Кроме сего, имел я в сию осень паки перетурку{93}. Не успела армия возвратиться из своего похода и расположиться на кантонир-квартирах, как полковник нашего полку не преминул возобновить опять требование меня обратно в полк, и от нового фельдмаршала тотчас прислано было о том повеление Корфу. Сие меня паки перетревожило ужасным образом и тем паче, что от генерала нашего требованы были уже неоднократно переводчики от Сената и присылки оных со дня на день ожидали. Но как сего и по самое сие время еще не воспоследовало, то сие обстоятельство, а сверх сего благосклонность ко мне и генерала, и всех наших канцелярских и нехотение всех расстаться со мною и помогло мне и в сей раз от армии благополучно отделаться; ибо, несмотря на присланное повеление, ответствовано было, что без меня обойтиться никак было не можно, что требованные переводчики еще от Сената не присланы и что затем я и не отправлен, а оставлен при отправлении моей прежней и важной должности.
Сие удержание меня еще на некоторое время в Кенигсберге было мне тем приятнее и произвело мне тем больше удовольствия, что чрез самое короткое после того время приехали и отправленные уже давно к нам переводчики. Были все они студенты из московского университета, и их вместо двух требуемых генералом прислали к нам ровно десять человек, с тем намерением, что по оставлении из них сколько для губернской канцелярии будет надобно всех прочих отдать нам чему-нибудь учиться. Я вострепетал духом, о сем услышав, и почитал уже то неизбежным, что меня тогда тотчас уже отправят в армию так, как и писано было к фельдмаршалу. И мне не миновать уже бы того и действительно, ибо и генерал, и оба советники наши уже помышляли о том и говорили уже с первым секретарем нашим, если б не помешало тому бездельное и по-видимому ничего не стоящее обстоятельство и не помогло к тому, что я, несмотря и на сие, оставлен был еще на несколько времени, к неописанной моей пользе, в Кенигсберге. Обстоятельство сие было следующего рода.

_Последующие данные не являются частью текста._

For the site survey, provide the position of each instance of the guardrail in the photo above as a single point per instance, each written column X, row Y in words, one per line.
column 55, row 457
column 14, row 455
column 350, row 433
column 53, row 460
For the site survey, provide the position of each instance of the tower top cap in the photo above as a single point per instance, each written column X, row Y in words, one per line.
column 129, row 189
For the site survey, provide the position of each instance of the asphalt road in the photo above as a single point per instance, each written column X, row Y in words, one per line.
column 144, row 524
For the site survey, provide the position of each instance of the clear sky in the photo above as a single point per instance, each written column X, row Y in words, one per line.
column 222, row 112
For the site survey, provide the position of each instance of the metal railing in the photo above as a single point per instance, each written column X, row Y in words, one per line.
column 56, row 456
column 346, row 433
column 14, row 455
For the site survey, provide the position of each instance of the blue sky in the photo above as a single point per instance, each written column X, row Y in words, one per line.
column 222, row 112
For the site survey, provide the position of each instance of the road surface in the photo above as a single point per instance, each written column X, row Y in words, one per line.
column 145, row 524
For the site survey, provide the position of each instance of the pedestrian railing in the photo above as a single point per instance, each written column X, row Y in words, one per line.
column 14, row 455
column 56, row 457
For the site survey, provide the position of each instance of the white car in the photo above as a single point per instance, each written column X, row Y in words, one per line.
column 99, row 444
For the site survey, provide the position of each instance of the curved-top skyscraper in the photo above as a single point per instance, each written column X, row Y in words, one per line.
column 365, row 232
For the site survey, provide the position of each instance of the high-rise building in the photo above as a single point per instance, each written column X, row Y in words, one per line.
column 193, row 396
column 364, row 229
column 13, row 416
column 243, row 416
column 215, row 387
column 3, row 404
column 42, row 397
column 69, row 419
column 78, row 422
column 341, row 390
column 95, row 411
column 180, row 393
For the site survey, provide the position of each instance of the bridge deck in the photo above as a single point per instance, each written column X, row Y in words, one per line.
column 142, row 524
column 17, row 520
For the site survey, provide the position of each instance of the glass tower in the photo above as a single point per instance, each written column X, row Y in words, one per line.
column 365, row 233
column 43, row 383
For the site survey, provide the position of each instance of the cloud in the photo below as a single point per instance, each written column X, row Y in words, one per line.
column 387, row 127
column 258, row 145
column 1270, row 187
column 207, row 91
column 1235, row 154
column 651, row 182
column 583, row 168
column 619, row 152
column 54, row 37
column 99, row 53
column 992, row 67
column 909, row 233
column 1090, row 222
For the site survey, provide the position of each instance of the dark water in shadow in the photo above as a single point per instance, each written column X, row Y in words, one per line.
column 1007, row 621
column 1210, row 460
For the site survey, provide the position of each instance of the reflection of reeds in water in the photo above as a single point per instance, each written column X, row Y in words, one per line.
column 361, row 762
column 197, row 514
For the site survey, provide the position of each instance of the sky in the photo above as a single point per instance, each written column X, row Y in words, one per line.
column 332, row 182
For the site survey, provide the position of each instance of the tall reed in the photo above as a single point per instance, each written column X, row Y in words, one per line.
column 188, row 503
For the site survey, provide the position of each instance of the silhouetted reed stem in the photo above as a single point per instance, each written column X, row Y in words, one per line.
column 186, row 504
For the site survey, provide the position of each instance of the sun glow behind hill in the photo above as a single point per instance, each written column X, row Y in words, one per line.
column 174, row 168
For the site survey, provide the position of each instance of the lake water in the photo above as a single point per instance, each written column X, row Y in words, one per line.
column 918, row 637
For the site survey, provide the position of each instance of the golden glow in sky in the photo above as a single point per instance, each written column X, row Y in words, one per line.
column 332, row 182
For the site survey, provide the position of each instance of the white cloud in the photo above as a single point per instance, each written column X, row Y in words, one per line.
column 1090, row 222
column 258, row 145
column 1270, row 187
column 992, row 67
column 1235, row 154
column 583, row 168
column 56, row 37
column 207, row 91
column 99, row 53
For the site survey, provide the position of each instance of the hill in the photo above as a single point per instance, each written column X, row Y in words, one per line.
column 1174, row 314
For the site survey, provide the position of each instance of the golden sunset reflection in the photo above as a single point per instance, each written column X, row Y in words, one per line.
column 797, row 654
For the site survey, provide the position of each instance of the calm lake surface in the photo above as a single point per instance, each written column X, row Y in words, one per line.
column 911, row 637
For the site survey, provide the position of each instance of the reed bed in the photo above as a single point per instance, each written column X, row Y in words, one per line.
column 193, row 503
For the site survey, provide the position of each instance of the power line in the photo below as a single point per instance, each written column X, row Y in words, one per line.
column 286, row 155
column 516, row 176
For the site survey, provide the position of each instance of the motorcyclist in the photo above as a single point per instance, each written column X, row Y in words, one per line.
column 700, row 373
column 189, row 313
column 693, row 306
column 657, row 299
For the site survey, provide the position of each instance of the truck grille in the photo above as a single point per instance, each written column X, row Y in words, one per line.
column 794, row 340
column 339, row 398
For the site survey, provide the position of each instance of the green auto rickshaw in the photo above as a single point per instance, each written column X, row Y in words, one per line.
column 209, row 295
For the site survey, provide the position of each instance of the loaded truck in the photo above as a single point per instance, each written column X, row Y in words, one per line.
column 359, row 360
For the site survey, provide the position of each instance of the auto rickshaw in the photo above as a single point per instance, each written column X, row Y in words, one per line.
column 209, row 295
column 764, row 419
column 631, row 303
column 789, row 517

Помянутому первому секретарю нашему г. Чонжину случилось где-то и каким-то образом увидеть сестру того несчастного пилавского почтмейстера Вагнера, который сослан был по некоторому подозрению от нас в тайную канцелярию в Петербург, а оттуда уже в Сибирь в ссылку отправлен и который, чрез изданное после о себе в свет жизнеописание, сделался всему свету известен. Девушка сия была тогда лет восемнадцати и собою хотя не красавица, однако и недурна. Но, как бы то ни было, но она имела счастье или несчастие помянутому секретарю нашему понравиться и его так собою очаровать, что она не сходила у него с ума, и он положил во что б то ни стало, а преклонить ее к себе к любви, что ему каким-то образом и удалось. Я всего того не знал и не ведал, ибо как я и в рассуждении самого себя всего меньше о таких делах помышлял, то о постороннем заботиться и узнать мне и того меньше было нужды, а сделалась мне сия любовная интрига потому только известна, что как секретарь наш не умел ни одного слова по-немецки, а она по-русски, а обоим им нужно было почти всякий день переписываться или посылать друг к другу небольшие записочки или билетцы. Секретарю же нашему хотелось дело сие производить сколько-нибудь скрытнее, потому что он был уже женат и тогда в скором времени ожидал приезда к себе и жены своей, то и нужен был ему в сем случае посредник, который бы его записочки переписывал на немецком языке для отправления к ней, а ее, присылаемые к нему, переводил ему на русское. И кому иному можно было комиссию сию исправлять, как не мне? Он на меня ее уже за несколько времени перед тем и навалил, и не хотевшего того сперва делать и входить в такие глупые и дурные сплетни умел убедить своими просьбами и обещаниями заслужить мне то самому впредь, что я наконец волю его, хотя с крайним нехотением и всегдашним негодованием, и согласился выполнять и, переводя их небольшие, но можно сказать с обоих сторон наиглупейшие записочки, делал ему превеликое удовольствие.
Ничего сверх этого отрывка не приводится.